MY WEEKLY BLOG

Speak Up. I Can’t Hear You.

During a figure skating competition, an announcer said that
one of the skaters had finally found her voice on the ice. That resonated with me. I talk to my writing students about finding their voice on the page, the thing that distinguishes each of them from other writers. But accepting that voice is something else altogether.

I was ghostwriting a celebrity memoir for a British Royal
and she was distressed when I submitted some pages to her. I’d listened carefully to her voice on tape and I thought I’d done a good job of recreating it on the page.

“What don’t you like?” I asked.

“It sounds just like me,” she said.

“Is that a problem?” I asked her.

“Yes,” she said, “because I don’t like how I sound.”

If we want to feel safe and good about ourselves, we have to find the courage and commitment to accept who we are and how we sound. A friend was talking to me in confidence about how someone was treating her. She started with, “I’m not going to say this to her, but. . .  

“Why not?” I asked her. Why not speak up to the woman who hurt her and tell her how she felt? As women, we’ve been programmed since we were little girls to keep our mouths shut and swallow our feelings. I was blessed to spend time with the late actress, Olympia Dukakis, who dedicated her later life to helping women find their voices and break the silence that had plagued us for eons. She  ran workshops and used herself as the model to laugh, cry, scream and claim her space in a world that had tried to silence women for eons.  
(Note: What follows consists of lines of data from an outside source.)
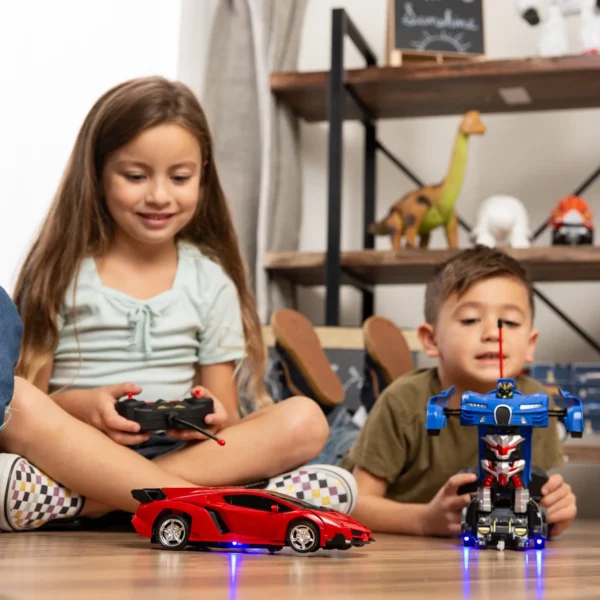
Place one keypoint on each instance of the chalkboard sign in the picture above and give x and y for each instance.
(436, 27)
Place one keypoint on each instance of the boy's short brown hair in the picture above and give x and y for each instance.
(459, 273)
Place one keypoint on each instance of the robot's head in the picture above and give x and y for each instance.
(505, 390)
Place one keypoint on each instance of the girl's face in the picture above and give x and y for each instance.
(152, 184)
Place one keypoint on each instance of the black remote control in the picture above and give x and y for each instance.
(161, 415)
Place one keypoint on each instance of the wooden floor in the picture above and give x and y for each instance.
(89, 565)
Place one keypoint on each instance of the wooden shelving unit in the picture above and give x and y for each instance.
(492, 86)
(375, 92)
(425, 90)
(376, 267)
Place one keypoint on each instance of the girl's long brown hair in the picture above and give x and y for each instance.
(79, 224)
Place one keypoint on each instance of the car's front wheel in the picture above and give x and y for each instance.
(172, 532)
(303, 537)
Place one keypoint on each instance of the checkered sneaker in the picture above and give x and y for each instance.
(321, 485)
(31, 498)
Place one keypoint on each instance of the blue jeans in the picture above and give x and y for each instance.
(11, 331)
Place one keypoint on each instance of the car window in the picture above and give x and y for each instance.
(253, 501)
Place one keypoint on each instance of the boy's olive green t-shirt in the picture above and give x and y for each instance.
(394, 444)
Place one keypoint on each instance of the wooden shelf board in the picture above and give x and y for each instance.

It takes courage and the commitment to stand up for our opinions and ideas, but if we don’t speak for ourselves, no one else will. There is a classic letter written by modern dance innovator Martha Graham to a young Agnes De Mille who was just beginning her career in choreography. I paraphrase:

“There is only one of you and your expression is unique. If you block it, it will never exist. The world will not have it. It isn’t your business to determine how good it is. You just need to keep the channel open.
No artist is pleased but there is a blessed unrest that keep us marching and makes us more alive than the others.”

When I was in my early twenties, I had an acting career and I remember the first movie I made. We had just finished filming an important scene and I felt pretty good about it – until I heard the sound playback. I didn’t recognize my voice and I didn’t like it. In fact, I expected to get fired but nobody else had a negative reaction. I had to learn to accept my voice the way it sounded, in the same way we have to accept our bodies. These bodies take us where we want to go and they give us the energy to get there.
Our voices are the same. When we find a way to accept what we have to say instead of judging how we sound, we’ll feel grateful to be able to speak at all.

When I began to stand up for myself, I was afraid people
wouldn’t like me. It seemed like the unpopular route to take and often it was. At first I was harsh and demanding. I didn’t know how to speak up in a kind and compassionate way. But when I got used to being there for myself, the pendulum swung back into what Buddhists call “the middle way,” I learned to say my piece
without causing distress to other people but it was worth it as I became more comfortable in my own skin. Sometimes you just have to take a risk and put it all out there.

When I tell the truth to my students in a loving and encouraging way, they feel inspired by my suggestions and they trust me when I
give them praise. So sing your song, play your instrument, paint your picture, write from your heart and tell the truth when you speak. Strengthen that muscle. Be there for yourself and become a truth teller. When I stopped ghostwriting, I had picked up some bad
habits. I was writing too fast and I was using unfamiliar phrases. I thought I didn’t like my writing, but what I really didn’t like was that it didn’t sound like me. When I slowed down and thought about who I was and how I actually spoke, when I let it flow and didn’t judge or compare myself to anyone else, I reclaimed my voice and I loved it, simply because it was mine.